I can count on being asked two questions when people learn I’m a published author. First is, “How did you find your agent?” That’s easy—through a friend.
The second is tougher to answer because I know the questioner is desperately seeking the magic recipe for how and when to write so that they, too, can become an author: “So what’s your writing style, when do you write, where do you write?”
It’s both easy and difficult to answer. Easy because I can detail how I found it hard to work at home, so I decamped to my public library where the hushed energy helped me write. I can tell the funny story about learning to love doing laundry because on those days when the words wouldn’t come, I knew I could finish a load of dazzling whites. I can offer up the tidbit that Yo-Yo Ma’s cello music could make the words flow like nothing else.
But it’s difficult because that only answers how I wrote. Finding your way of writing—your own inner author—is a far more lucrative endeavor than mimicking what other authors use to bring forward the writing spirits.

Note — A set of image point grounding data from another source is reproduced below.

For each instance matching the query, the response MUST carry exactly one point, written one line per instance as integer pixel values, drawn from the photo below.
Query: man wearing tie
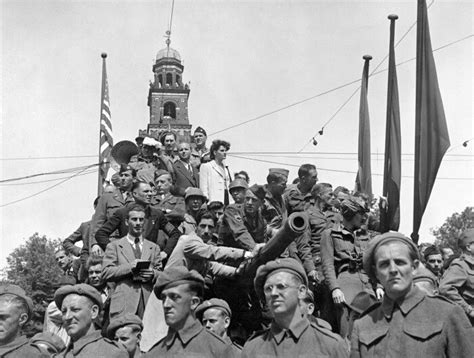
(133, 264)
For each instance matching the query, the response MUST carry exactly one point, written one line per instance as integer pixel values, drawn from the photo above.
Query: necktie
(137, 251)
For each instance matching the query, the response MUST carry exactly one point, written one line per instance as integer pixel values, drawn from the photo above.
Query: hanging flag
(364, 174)
(431, 131)
(390, 217)
(106, 141)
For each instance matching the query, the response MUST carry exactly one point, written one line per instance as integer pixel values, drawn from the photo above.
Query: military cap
(121, 321)
(431, 250)
(125, 168)
(257, 191)
(81, 289)
(467, 237)
(283, 172)
(213, 303)
(50, 339)
(369, 254)
(15, 290)
(238, 183)
(200, 130)
(354, 204)
(286, 264)
(175, 276)
(423, 274)
(193, 192)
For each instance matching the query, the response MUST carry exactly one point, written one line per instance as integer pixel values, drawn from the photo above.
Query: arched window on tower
(169, 110)
(169, 79)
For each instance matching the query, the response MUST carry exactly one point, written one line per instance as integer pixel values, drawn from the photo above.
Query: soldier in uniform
(109, 203)
(283, 284)
(458, 281)
(16, 309)
(341, 254)
(180, 290)
(407, 323)
(126, 330)
(80, 306)
(215, 315)
(243, 226)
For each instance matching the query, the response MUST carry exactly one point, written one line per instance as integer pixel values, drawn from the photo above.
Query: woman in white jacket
(214, 176)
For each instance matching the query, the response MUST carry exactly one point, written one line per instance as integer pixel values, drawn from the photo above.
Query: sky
(243, 59)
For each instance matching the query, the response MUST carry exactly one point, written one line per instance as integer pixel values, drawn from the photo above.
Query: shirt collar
(406, 304)
(76, 347)
(295, 330)
(185, 334)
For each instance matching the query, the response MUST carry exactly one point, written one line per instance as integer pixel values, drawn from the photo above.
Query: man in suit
(155, 221)
(186, 174)
(109, 203)
(121, 265)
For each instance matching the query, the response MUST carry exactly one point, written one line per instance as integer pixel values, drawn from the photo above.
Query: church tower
(168, 95)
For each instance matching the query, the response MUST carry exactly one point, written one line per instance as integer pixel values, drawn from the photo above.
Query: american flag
(106, 137)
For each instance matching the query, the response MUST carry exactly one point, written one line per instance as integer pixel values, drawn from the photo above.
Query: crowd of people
(182, 258)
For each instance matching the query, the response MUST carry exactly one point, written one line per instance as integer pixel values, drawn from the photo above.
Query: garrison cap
(238, 183)
(193, 192)
(126, 319)
(200, 130)
(423, 274)
(369, 254)
(286, 264)
(257, 191)
(175, 276)
(16, 290)
(283, 172)
(467, 237)
(354, 204)
(50, 339)
(213, 303)
(81, 289)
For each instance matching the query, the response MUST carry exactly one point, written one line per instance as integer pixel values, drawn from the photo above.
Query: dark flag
(106, 141)
(364, 173)
(431, 131)
(390, 215)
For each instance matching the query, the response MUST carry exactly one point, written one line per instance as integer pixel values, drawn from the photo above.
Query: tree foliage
(32, 266)
(448, 234)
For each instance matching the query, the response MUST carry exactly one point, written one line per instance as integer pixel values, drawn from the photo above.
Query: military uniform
(457, 283)
(302, 339)
(239, 230)
(93, 345)
(20, 347)
(418, 326)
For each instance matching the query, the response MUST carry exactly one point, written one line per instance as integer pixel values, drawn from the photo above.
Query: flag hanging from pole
(390, 216)
(106, 141)
(431, 131)
(364, 173)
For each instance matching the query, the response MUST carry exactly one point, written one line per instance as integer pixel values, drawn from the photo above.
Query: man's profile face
(94, 274)
(282, 293)
(163, 184)
(216, 321)
(135, 222)
(205, 229)
(129, 338)
(184, 151)
(434, 263)
(64, 261)
(11, 320)
(78, 315)
(178, 303)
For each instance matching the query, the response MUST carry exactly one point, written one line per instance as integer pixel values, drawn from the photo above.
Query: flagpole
(100, 187)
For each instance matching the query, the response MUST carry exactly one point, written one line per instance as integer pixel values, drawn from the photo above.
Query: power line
(334, 170)
(48, 188)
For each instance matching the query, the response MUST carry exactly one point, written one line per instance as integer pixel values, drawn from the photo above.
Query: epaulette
(370, 308)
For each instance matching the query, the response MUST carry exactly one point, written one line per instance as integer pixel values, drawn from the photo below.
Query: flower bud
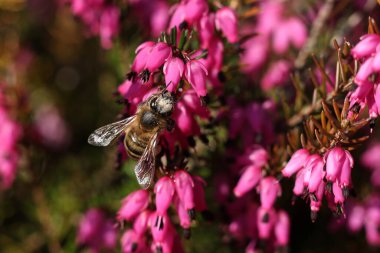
(248, 180)
(226, 21)
(133, 204)
(173, 71)
(164, 190)
(296, 162)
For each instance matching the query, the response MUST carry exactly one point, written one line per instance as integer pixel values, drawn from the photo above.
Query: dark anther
(372, 123)
(183, 25)
(313, 216)
(205, 100)
(204, 139)
(145, 75)
(191, 141)
(265, 218)
(346, 192)
(161, 224)
(355, 108)
(328, 187)
(221, 76)
(131, 75)
(187, 233)
(191, 213)
(134, 247)
(294, 198)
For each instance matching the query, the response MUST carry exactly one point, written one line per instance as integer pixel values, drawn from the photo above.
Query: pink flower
(195, 9)
(157, 56)
(164, 190)
(366, 47)
(96, 231)
(248, 180)
(265, 222)
(345, 175)
(173, 71)
(269, 190)
(185, 188)
(226, 21)
(316, 175)
(196, 75)
(133, 204)
(282, 229)
(296, 162)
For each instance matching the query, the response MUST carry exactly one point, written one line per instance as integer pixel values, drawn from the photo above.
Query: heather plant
(271, 143)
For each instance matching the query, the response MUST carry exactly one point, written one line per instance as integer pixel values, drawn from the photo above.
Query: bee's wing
(105, 134)
(146, 166)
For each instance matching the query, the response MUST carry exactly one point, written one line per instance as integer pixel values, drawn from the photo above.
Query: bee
(141, 134)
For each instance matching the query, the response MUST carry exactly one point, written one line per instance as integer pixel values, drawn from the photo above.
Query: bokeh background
(62, 86)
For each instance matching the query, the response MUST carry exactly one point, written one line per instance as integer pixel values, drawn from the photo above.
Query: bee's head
(162, 103)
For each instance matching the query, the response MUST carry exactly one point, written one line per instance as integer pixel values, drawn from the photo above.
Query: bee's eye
(153, 104)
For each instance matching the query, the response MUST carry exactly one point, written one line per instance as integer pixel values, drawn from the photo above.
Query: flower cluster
(100, 17)
(366, 215)
(10, 132)
(317, 176)
(184, 191)
(249, 220)
(367, 93)
(276, 32)
(96, 231)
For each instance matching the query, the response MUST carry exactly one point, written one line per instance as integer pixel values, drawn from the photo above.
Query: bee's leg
(170, 124)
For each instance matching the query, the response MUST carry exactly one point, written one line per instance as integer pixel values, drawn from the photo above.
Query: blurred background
(59, 84)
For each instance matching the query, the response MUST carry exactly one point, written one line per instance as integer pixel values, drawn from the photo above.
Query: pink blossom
(282, 228)
(133, 204)
(296, 162)
(270, 189)
(157, 56)
(164, 190)
(195, 74)
(226, 21)
(184, 186)
(265, 222)
(366, 47)
(173, 71)
(248, 180)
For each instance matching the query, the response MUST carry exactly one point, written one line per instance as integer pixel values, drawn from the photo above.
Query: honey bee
(141, 134)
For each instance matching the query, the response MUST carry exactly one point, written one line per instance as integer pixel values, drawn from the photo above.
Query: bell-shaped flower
(140, 225)
(345, 175)
(142, 55)
(173, 71)
(157, 56)
(366, 47)
(184, 186)
(282, 229)
(248, 180)
(196, 75)
(133, 204)
(317, 175)
(226, 20)
(296, 162)
(194, 10)
(164, 190)
(269, 190)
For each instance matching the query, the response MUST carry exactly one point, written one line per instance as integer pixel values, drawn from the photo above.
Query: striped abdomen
(135, 144)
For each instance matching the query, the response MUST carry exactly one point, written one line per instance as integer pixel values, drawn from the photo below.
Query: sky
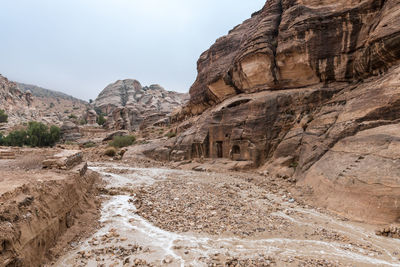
(80, 46)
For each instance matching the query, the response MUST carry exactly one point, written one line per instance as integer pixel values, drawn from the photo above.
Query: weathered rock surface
(17, 104)
(70, 131)
(23, 105)
(308, 90)
(64, 160)
(127, 104)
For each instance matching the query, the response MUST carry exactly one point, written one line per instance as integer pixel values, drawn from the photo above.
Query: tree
(3, 116)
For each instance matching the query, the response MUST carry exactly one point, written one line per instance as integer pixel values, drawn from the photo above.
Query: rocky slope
(24, 105)
(309, 90)
(128, 105)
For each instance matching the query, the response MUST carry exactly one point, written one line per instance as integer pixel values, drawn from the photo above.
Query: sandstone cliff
(310, 90)
(17, 104)
(130, 106)
(24, 105)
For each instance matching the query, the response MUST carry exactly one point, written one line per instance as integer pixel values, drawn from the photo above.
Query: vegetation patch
(37, 134)
(111, 152)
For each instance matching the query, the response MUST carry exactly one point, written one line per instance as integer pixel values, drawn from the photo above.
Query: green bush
(111, 152)
(170, 134)
(36, 135)
(89, 145)
(101, 120)
(122, 141)
(3, 116)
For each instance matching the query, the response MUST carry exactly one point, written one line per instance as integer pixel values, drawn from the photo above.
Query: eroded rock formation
(310, 90)
(127, 104)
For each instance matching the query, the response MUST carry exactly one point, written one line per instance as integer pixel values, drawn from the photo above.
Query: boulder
(64, 160)
(111, 135)
(70, 131)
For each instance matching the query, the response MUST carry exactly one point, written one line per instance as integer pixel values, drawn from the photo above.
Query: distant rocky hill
(31, 103)
(129, 106)
(43, 92)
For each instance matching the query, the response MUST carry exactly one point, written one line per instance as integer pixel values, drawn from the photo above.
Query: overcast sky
(80, 46)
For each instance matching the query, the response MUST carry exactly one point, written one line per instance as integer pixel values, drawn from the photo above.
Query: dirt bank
(41, 211)
(164, 217)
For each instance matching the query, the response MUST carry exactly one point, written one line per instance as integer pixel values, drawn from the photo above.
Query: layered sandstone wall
(309, 90)
(294, 44)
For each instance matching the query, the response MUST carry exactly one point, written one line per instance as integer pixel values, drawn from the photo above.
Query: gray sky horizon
(80, 46)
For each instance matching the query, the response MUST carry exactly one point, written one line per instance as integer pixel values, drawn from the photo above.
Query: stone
(309, 90)
(70, 131)
(66, 159)
(111, 135)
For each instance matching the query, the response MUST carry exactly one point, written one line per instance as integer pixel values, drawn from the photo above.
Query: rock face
(127, 104)
(17, 104)
(310, 90)
(70, 131)
(23, 105)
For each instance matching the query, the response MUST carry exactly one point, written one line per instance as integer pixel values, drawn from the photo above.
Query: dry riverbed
(163, 217)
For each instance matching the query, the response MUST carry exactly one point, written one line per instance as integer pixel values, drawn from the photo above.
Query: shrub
(37, 135)
(3, 116)
(122, 141)
(111, 152)
(89, 145)
(170, 134)
(101, 120)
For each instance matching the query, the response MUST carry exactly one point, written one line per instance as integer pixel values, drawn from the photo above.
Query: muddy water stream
(125, 238)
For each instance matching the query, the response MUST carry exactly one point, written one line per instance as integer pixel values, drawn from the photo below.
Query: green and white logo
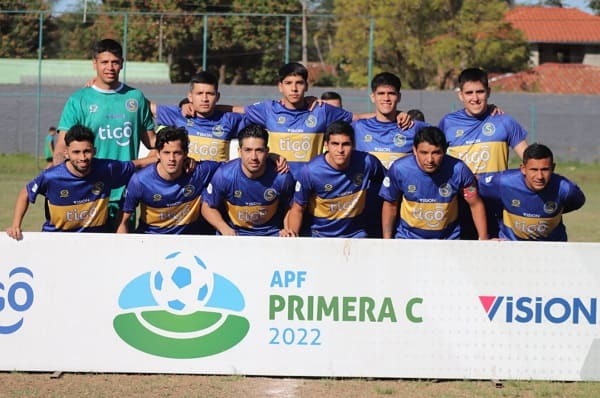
(181, 310)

I learned this the hard way. I wasted a week writing—or not writing—in the early morning because I read that was the time many authors were most productive. I spent three days wondering if I needed a weird food to get me going after a friend told me she ate 200 bottles of Nutella while writing her book. I worried for months that I was keeping my house too tidy when another friend told me she simply let everything else fall apart when she was writing her book.
It wasn’t until I examined my own productivity that I found my inner author. And it didn’t include 5 a.m. writing gauntlets, weird foods or unmade beds.
I was trained as a daily journalist, pounding out copy on deadline at The Wall Street Journal. I realized that my writing muscle warmed up about 1 p.m. and didn’t tire before 6:30 or 7 p.m. The library mimicked an office, albeit a quieter one than most Journal bureaus. As for the lack of strange foods and a clean house, I realized that eating Nutella or 200 bottles of anything would just make me sick, and an untidy house would raise the ghost of my neat and tidy grandma—neither of which I needed while speed-writing a 200-page book in six months.
Yo-Yo Ma’s inspiration was a happy accident born out of trying to write like someone else. One dismal day, I had settled myself on a hard chair, laptop on the dining room table, and proceeded to stare at the white wall in front of me. I saw this in the movie The Tango Lesson. But the actor in the movie actually managed to write, while I spent an hour staring at the wall. I decided to turn on some music to inspire a nap. But as the music soared through the house, I pulled myself off the couch, sat down at thetable and pounded out a chapter. I don’t question why it happened. I just thank the writing gods and now turn to Yo-Yo Ma when the words won’t jump from my mind to the screen.
Now when people ask me that second question, I counter with a few of my own: When do you normally write? What place makes the words flow? And I always urge people to look for happy accidents that will draw forth their own writing spirit.
—Fara Warner’s book, The Power of the Purse: How Smart Businesses are Adapting to the World’s Most Important Consumers—Women, was published in 2005 by Pearson Prentice Hall. For her next book Warner looks at the effect of globalization and consumerism on Chinese culture.